Abstract
Keywords - HCCI combustion, ethanol, cool flame, stratification, high load operation
Homogeneous Charge Compression Ignition (HCCI) technology has been attracting increasing interest over recent years because of its ability to simultaneously improve NOx reduction and fuel economy. However, the technology has some issues associated with it, such as its difficulty in controlling auto-ignition timing and operating range limitations within the part loads.
In this study, the characteristics of dual-fuelled HCCI were investigated by engine tests. A four-stroke cycle engine having two port injectors and one direct injector of fuel for each cylinder was applied. In the engine tests, ethanol and n-heptane that have different ignitability were applied with independent injectors. Also, the mechanisms of combustion were investigated by chemical kinetics analysis.
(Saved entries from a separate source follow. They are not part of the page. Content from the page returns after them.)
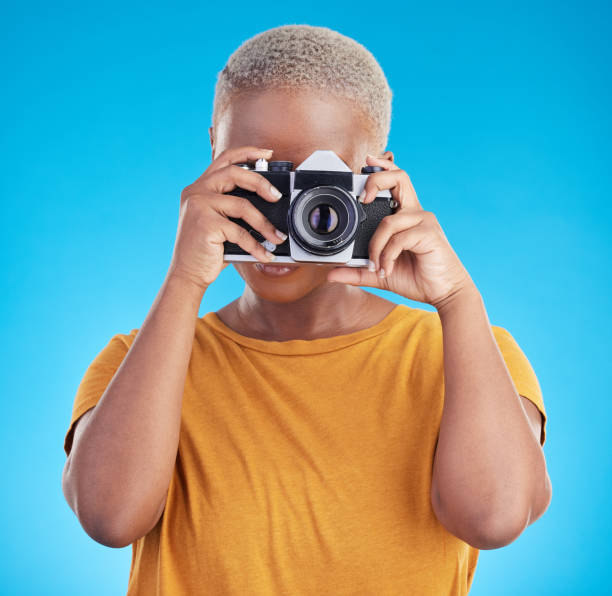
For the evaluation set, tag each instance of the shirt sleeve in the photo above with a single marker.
(522, 373)
(97, 377)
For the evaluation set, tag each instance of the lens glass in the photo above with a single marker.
(323, 219)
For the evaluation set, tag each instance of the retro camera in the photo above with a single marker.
(318, 211)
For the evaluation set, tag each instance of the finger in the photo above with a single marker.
(236, 155)
(388, 226)
(387, 164)
(238, 235)
(397, 181)
(410, 239)
(242, 208)
(228, 178)
(356, 276)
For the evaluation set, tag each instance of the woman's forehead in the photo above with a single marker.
(294, 124)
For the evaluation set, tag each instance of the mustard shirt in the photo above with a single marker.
(304, 467)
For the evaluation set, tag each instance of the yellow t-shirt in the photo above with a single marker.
(304, 466)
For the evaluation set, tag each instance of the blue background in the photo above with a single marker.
(501, 117)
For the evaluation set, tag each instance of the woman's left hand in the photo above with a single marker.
(409, 245)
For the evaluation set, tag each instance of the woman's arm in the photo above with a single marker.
(118, 471)
(489, 478)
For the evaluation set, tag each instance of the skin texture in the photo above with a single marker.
(124, 450)
(303, 305)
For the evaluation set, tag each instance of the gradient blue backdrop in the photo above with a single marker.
(501, 116)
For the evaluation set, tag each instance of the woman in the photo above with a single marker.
(309, 437)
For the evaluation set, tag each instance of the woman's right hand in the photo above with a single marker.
(203, 217)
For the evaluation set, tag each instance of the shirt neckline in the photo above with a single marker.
(307, 346)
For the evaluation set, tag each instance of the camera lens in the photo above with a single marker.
(323, 220)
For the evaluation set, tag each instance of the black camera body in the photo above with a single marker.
(318, 211)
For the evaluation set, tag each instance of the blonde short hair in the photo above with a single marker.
(298, 56)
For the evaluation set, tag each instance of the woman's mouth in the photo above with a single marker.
(275, 270)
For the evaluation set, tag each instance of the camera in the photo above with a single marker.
(319, 211)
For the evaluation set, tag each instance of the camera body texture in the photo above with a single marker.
(319, 212)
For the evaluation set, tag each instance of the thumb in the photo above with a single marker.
(355, 276)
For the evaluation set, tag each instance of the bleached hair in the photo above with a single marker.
(298, 56)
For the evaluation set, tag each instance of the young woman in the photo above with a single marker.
(309, 437)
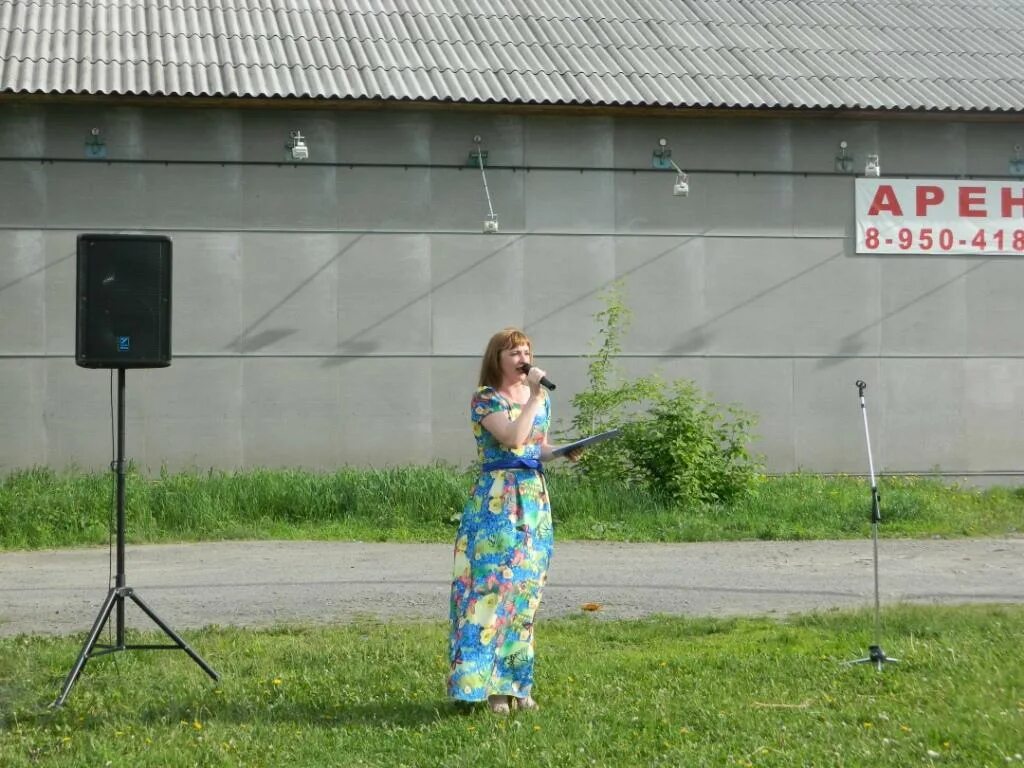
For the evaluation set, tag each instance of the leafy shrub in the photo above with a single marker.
(675, 441)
The results indicated that ignition timing and combustion duration were affected by the two fuel fractions and the stratification level of ethanol. The stratification level could be changed by the timing of direct ethanol injection, which was adjusted from -90 deg. to -30 deg. CA ATDC. Ethanol stratification created the temperature distribution in the cylinder before ignition, thus the ignition occurred in sequence. Optimization of the fuel fraction as well as the spatial fuel distribution enabled a longer combustion duration and lower pressure rise with steady ignition.
The high load operation of HCCI with low pressure rise and low NOx emissions were accomplished using these technologies due to the longer combustion durations and steady ignition. With supercharging, maximum load was above 1000 kPa IMEP with the pressure rise less than 500 kPa/deg.